Deal Breaker Definition
What is a Deal Breaker?
The term “deal-breaker” has different connotations depending on the context in which it is used.
For example, a relationship deal-breaker could happen if one person would like to have children and the other would not, resulting in the end of the relationship (being unwilling to have children would be the deal-breaker in this case). A political deal-breaker can arise if the two sides cannot agree on an item, such as a budget. If one item in the budget is the underlying cause of the disagreement, that item is the deal-breaker).
The term deal breaker is a common one in the real estate arena, both with investors and primary home buyers. The following are some common real estate deal breakers.
A Bad Location
Location is arguably the most important attribute of most properties. A property in a good location is more likely to make money for an investor, and a property in a bad location might not pay off. If the investor believes it will be more difficult to find buyers and renters for a property in a bad location, the bad location would be a deal-breaker.

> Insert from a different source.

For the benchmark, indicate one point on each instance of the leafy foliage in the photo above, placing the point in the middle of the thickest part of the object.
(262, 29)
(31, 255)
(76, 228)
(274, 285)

A bad location can also be a deal-breaker for primary homebuyers. If the house is too far from the buyer’s job, or if it’s in a high-crime area, a bad school district, or a flood zone, any of these negative attributes could be deal-breakers for the homebuyer.
Real estate investors use metrics to determine whether a property will likely make a good investment. They generally look for properties that can produce positive cash flow. To determine whether a particular property might be a good deal, an investor determine what the net operating income (NOI) and the capitalization rate (cap rate) will likely be. The numbers might not prove favorable for an investor if the price to obtain the property is too high, making a high-priced property a possible deal-breaker.
If the seller of a property is unwilling to lower their asking price, the buyer might deem this a deal-breaker, because the higher price simply doesn’t allow the numbers to work and/or if similar comparable homes in the market have recently sold at a significantly lower price. A home that doesn’t appraise for the asking price could also be a deal-breaker if the buyer then cannot get a mortgage loan to cover the cost of the home.
Too Many Problems
Some buyers will only buy a move-in ready property that is well-staged, anything less being be unacceptable, or a deal-breaker.
Other buyers look for properties that might need some repairs and renovations so they can save money on the cost to obtain the property. Therefore, a property that needs repairs and renovations is not necessarily a deal-breaker for investors or primary homebuyers. It would depend on what the repairs and renovations involve and what the buyer’s appetite is for dealing with the deferred maintenance.
Even for buyers who are willing to make repairs, many of them still consider the following issues to be deal-breakers:
- Foundation issues
- Unpermitted additions
- High levels of radon
- Termite infestation
- Any other costly repair
These issues tend to be extremely expensive, hence the reason for them being common deal-breakers.
Buyers and Sellers Refusing to Compromise
Buying real estate generally involves negotiations between the buyer and the seller. When either party ceases to compromise, the deal might not happen.
Deal-breakers arise from a failure of both parties to continue the dialogue and seek a remedy that both sides can accept. If one party won’t budge on an issue, whether it be big or small, it can become a deal-breaker for the other party.
Any issue deemed by a potential buyer to be large enough to cause him or her to change their mind about purchasing the property is said to be a deal-breaker.